Identifying where threatened species survive best is of interest to ecologists and to conservation agencies wishing to prioritise limited resources available for habitat protection and management (e.g. Araújo & Williams, 2000; Araújo et al., 2002; Cabeza & Moilanen, 2003; Cabeza et al., 2004; Moilanen et al., 2005). The traditional view is that populations are likely to be most persistent in central parts of geographical ranges, where species tend to be relatively widespread (and often abundant) and least susceptible to environmental and demographic stochasticity (e.g. Brown, 1984; Thomas et al., 1994; Bourn & Thomas, 2002). It is assumed that relatively high population densities and high frequencies of populations within central areas make it unlikely than any single event (including loss of a given proportion of the habitat) will drive all populations extinct simultaneously. Thus, populations and metapopulations in central areas are predicted to be more persistent.

Some aspects of this hypothesis relate directly to the effects of position in the geographical range (e.g. environmental stochasticity may have greatest impact when a population is already close to its environmental limits; Thomas et al., 1994) and others to the degree to which populations are concentrated in central parts of the geographical distribution (e.g. clusters of large populations have a low extinction risk). For clarity, in this paper, we refer to ‘central’ and ‘peripheral, edge or boundary’ to denote location within a species’ geographical distribution. We refer to ‘core’ and ‘marginal’ areas to describe variation in levels of population concentration.
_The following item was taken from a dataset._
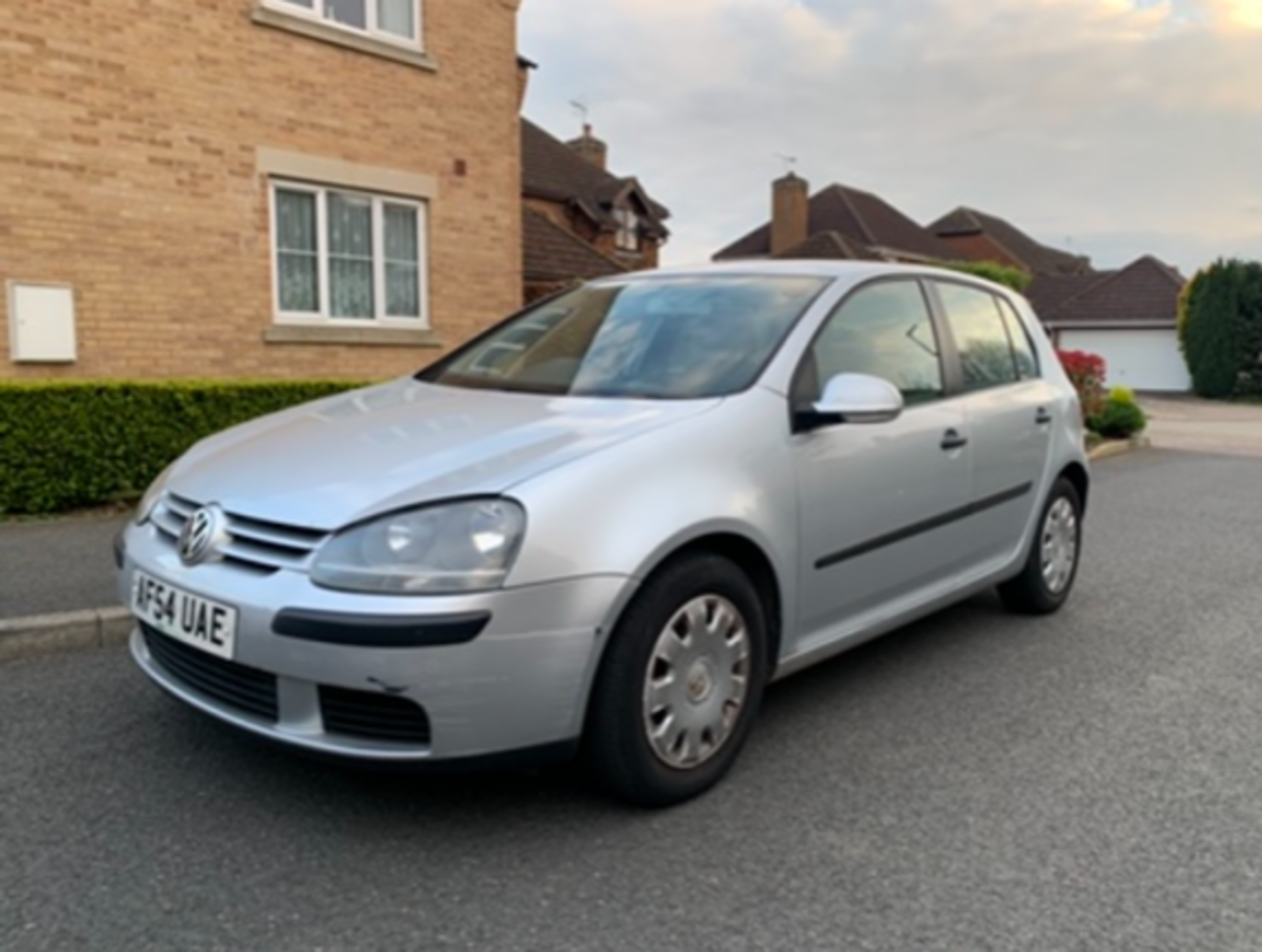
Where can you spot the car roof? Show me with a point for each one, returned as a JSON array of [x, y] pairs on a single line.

In contrast to the above expectation, empirical analyses suggest that considerable numbers of declining species have disappeared from their geographical centres, and often survive predominantly at or near one or more of their former range boundaries (Lomolino & Channell, 1995; Channell & Lomolino, 2000a,b). Although there are statistical issues in determining what represents the centre or periphery, and some studies indicate that peripheral areas are more prone to extinction (e.g. Nathan et al., 1996; Donald & Greenwood, 2001), it is nonetheless clear that many threatened species have indeed retreated towards edge, rather than central, parts of their former geographical distributions. There are various possible explanations for why this might arise:

  • 1The agent of decline itself shows a geographical gradient of intensity. For example, a species threatened by invaders may have been eliminated from accessible areas that are favourable to an invasive species, and may survive only on predator-free offshore islands or in relatively inhospitable habitats (e.g. Clout & Craig, 1995). Alternatively, levels of agricultural activity might be correlated with an environmental gradient (e.g. Laurance et al., 2002). The spread of contagious sources of threat was proposed as the main cause of decline towards peripheral areas put forward by Lomolino and Channell (1995; Channell & Lomolino, 2000a,b).
  • 2Species usually do survive better in central regions (Nathan et al., 1996; Donald & Greenwood, 2001), to such an extent that we only recognise as threatened or endangered those species that have been eliminated from the central parts of their distributions. In this case, the species whose declines have been analysed represent a non-random sample of species.
  • 3The wide range of climate and habitat conditions experienced near range peripheries, and consequent potential diversity of adaptations (García-Ramos & Kirkpatrick, 1997; Alleaume-Benharira et al., 2006), may result in heterogeneous responses of populations at different boundaries to a given threat, whereas central populations may all respond in a similar way to one another. In this case, a single type of threat might eliminate all central populations but only some peripheral ones.
  • 4Some geographical boundaries, particularly coastlines, may represent climatically optimal parts of a species’ distribution. These areas may contain a species’ highest population concentrations, despite being at the geographical periphery of the range.
  • 5Edges could be sharp as defined by, for example, the climate envelope or geological substrate where a species can survive. In such species, most of the distribution could be considered to be environmentally suitable, with only a very narrow edge (Caughley et al., 1988). If this is the case, there is no reason to expect a species to be most abundant close to the geographical centre of its distribution (Sagarin & Gaines, 2002).
  • 6Variation in population concentration may occur at a finer resolution than has been analysed by Lomolino and Channell (1995; Channell & Lomolino, 2000a,b). If every region within a distribution contains core and marginal areas at a scale of metres to tens of kilometres (depending on the habitat and dispersal capacity of the species) (e.g. Thomas & Kunin, 1999; Wilson et al., 2002), then the original prediction that geographically central parts of species distributions are likely to be most persistent may be naïve. The ‘traditional’ view of being common and widespread in central areas but uncommon at the periphery may apply relatively well to widespread species of little global conservation concern, whereas the species that are found on Red Lists may have relatively localised populations (e.g. through habitat specialisation) throughout their ranges.
  • 7Contrary to received wisdom, population-level extinction rates could be naturally low at the range boundaries of many species. Except for the most mobile of species, the natural colonisation rate from populations in central parts of a range towards the edge is likely to be low. If a range edge is the dynamic consequence of extinctions and colonisations (Lennon et al., 1997), and colonisation rates are low, one might only expect to see a species occurring in those geographically peripheral areas where the extinction rate is low (e.g. in locally high-quality habitats). If so, peripheral areas might be expected to be at least as persistent as central ones.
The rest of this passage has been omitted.